Bupati Rembang H. Abdul Hafidz mengatakan PPKM mikro ini akan diterapkan di semua kabupaten kota se Indonesia. Program ini nantinya mengarah ke tingkat desa bahkan RT.

“Jadi setelah PPKM jilid 2 selesai di tanggal 8 Pebruari, ini instruksinya nomor 3 tahun 2021 ada PPKM mikro sekarang. Jadi, PPKM mikro itu, nanti mengarah sampai ke tingkat desa bahkan ke tingkat RT. Oleh karena itu nanti tanggal 9 Februari ini kita sudah melaksanakan PPKM mikro di semua kabupaten termasuk Kabupaten Rembang.” Imbuhnya.

Bupati menyampaikan untuk mengaplikasikan program PPKM mikro akan mengkolaborasikan program Jogo Tonggo dari Pemerintah Provinsi (Pemprov) Jawa Tengah dengan program Kampung Tangguh Polri.

Agar pelaksanaan program di tingkat desa berjalan baik menurut Bupati pihaknya akan menyiapkan Sumber Daya Manusia (SDM) nya. Nantinya ada orang atau petugas yang khusus tentang pencegahan, petugassosialisasi (woro-woro), dan ada yang bertugas mengawasi di lingkungan. Harapannya jangan sampai program yang ada hanya berupa simbol di desa, tetapi terlaksana dengan baik.

“Jadi salah satu tujuan pokoknya adalah di tingkat desa atau RT akan diketahui oleh semua pihak, siapa yan kena (terpapar covid-19-red) , siapayang terindikasi siapa yang isolasi mandiri dan dirawat rumah sakit. Jadi masyarakat tau semua, tidak seperti sekarang ini, kadang- kadang orag ini sudah kena covid-19, harusnya isolasi mandiri malah keluyuran, ” imbuhnya.

Untuk jam malam tetap dibatasi sampai pukul 21.00 Wib. Sementara untuk tempat wisata diperbolehkan buka pada sabtu dan minggu sesuai ketentuan yang ada di surat edaran Bupati sebelumnya.

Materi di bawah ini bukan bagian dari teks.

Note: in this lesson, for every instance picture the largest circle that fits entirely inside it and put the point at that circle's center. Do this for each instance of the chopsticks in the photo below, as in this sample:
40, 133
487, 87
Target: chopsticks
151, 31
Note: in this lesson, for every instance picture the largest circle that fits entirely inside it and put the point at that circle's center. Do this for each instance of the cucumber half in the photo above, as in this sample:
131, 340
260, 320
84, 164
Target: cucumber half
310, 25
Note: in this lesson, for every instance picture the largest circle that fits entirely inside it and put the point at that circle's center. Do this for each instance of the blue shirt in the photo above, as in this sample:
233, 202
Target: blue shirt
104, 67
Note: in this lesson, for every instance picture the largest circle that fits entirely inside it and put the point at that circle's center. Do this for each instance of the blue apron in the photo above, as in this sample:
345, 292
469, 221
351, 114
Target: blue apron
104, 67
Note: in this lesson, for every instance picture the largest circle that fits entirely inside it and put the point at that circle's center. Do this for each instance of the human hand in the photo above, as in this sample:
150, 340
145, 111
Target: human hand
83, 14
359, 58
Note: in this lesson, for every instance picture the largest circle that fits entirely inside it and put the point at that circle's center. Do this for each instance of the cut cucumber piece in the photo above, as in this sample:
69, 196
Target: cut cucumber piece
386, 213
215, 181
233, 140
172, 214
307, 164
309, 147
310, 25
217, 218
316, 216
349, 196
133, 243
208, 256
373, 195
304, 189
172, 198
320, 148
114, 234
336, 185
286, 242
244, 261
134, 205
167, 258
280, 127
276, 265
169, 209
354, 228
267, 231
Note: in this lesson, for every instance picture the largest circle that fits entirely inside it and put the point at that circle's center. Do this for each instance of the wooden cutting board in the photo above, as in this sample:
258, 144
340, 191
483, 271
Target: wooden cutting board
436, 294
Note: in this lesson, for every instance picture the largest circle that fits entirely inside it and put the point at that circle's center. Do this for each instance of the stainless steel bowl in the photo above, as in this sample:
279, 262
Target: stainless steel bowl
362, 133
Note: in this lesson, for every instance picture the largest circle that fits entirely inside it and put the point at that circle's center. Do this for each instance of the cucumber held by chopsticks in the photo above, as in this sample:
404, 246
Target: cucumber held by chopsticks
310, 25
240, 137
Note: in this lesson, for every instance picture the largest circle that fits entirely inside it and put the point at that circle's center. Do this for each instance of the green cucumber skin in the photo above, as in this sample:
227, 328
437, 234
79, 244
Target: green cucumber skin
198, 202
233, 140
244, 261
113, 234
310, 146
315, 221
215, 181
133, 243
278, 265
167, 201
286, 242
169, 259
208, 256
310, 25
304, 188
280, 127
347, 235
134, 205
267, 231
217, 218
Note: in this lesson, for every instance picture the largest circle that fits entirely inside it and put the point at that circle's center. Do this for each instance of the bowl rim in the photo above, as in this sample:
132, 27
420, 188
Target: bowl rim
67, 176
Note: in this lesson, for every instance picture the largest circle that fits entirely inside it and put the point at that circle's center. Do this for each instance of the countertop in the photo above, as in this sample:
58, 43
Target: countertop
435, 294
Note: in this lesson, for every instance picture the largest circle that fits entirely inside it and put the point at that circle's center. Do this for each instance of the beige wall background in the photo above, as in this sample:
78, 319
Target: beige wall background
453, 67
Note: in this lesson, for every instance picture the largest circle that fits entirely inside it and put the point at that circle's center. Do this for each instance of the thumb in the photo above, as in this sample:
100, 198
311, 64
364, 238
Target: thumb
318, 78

Diharapkan adanya PPKM mikro semakin menekan kasus corona di Rembang. Mengingat selama PPKM , kasus covid di Rembang turun drastis, dari 500an kasus, saat ini menjadi 149 kasus aktif.

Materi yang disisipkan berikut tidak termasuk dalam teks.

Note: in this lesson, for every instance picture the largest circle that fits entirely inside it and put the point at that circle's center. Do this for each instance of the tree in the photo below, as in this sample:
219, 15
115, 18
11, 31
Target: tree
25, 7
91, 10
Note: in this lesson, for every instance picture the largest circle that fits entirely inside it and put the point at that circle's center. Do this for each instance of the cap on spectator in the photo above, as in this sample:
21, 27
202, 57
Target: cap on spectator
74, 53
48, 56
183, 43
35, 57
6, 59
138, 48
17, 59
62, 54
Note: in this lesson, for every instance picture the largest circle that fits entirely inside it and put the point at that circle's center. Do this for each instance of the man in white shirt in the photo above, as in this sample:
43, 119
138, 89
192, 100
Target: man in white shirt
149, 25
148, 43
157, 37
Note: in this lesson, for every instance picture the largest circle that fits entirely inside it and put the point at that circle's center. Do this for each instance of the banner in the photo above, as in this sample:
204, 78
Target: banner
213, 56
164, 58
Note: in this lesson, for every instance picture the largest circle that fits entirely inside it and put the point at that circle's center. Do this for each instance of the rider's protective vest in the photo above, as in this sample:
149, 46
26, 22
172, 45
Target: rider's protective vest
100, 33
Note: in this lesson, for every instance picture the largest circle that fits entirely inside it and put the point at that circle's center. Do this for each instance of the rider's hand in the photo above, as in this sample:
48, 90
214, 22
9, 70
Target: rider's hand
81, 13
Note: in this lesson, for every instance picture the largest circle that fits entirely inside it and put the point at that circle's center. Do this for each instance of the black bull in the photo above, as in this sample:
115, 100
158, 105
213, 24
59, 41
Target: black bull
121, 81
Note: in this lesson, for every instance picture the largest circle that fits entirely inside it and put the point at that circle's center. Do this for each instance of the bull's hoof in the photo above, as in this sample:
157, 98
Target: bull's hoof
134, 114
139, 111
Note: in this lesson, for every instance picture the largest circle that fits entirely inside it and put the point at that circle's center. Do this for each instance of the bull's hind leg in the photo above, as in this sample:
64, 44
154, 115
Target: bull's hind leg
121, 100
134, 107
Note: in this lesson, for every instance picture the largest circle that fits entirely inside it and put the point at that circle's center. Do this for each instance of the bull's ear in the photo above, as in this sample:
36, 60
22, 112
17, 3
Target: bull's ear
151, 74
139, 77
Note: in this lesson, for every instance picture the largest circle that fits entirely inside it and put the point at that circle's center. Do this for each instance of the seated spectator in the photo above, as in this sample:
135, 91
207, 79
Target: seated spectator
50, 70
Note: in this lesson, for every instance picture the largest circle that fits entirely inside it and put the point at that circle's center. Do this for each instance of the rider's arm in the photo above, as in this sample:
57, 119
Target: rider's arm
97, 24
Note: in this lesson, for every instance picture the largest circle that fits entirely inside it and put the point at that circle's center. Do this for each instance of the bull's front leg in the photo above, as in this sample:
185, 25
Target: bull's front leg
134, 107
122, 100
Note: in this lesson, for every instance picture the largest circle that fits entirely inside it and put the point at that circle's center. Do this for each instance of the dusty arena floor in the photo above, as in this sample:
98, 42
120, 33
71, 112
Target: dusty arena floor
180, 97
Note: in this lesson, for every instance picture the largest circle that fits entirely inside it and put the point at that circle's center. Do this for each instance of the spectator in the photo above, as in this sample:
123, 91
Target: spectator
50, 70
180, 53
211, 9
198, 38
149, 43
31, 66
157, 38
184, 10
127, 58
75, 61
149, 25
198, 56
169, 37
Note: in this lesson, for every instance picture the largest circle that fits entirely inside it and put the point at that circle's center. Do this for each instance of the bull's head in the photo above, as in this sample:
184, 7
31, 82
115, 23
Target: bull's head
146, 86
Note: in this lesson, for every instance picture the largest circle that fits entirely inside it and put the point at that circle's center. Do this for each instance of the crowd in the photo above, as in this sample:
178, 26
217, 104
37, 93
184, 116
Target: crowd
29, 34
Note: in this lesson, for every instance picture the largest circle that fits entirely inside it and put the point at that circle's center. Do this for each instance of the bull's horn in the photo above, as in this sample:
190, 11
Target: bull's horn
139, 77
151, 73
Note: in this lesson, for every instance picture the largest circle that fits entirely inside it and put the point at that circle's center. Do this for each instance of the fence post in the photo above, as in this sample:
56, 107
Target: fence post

Sementara itu Kepala Dinas Kesehatan Kabupaten Rembang, Ali Syofi’i menambahkan dengan adanya program PPKM mikro diharapkan tahap 1 dan PPKM tahap 2 yang dilaksanakan hampir 1 bulan, kasus Covid-19 di Rembang mengalami penurunan. Yang semula 22,5 persen menjadi 5 persen.

“Kasus Covid-19 di Kabupaten Rembang, alhamdulillah sudah semakin menurun. Terkait dengan pelaksanaan PPKM tahap I dan tahap II. Penurunannya kasus aktif kita tinggal 149 kasus. Itu artinya terjadi penurunan yang cukup tajam. Kalau kita prosentasi kasus aktif kita tinggal 5%. Kalau dulu kasus kita 22,5%.” Terangnya.

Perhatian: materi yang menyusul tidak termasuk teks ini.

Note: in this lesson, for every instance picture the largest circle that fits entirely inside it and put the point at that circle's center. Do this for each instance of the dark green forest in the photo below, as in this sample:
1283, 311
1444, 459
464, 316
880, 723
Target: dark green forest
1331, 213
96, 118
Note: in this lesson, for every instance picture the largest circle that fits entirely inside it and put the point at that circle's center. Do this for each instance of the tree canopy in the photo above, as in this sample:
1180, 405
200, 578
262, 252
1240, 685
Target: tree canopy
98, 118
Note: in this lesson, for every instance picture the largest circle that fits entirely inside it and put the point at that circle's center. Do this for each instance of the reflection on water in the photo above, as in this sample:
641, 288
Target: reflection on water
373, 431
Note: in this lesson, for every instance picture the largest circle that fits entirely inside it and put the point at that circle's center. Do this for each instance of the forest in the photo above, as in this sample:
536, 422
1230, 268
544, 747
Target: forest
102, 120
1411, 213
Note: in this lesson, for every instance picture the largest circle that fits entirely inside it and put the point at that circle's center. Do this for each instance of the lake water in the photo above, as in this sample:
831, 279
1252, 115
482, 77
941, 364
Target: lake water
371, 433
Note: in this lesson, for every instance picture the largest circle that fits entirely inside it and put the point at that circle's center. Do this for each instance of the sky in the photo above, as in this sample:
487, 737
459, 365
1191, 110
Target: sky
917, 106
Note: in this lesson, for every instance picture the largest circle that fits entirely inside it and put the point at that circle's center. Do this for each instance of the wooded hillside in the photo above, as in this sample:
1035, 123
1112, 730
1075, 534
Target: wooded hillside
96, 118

Dengan adanya penurunan itu, menurut Ali Syofi’i Kabupaten Rembang memasuki zona resiko sedang (orange) dengan skoring 238. Untuk menuju zona resiko rendah (kuning) tinggal 0,03 saja.

Ali Syofi’i menjelaskan penurunan kasus itu tidak lepas dari adanya kepatuhan masyarakat terhadap protokol kesehatan.”pungkasnya (San)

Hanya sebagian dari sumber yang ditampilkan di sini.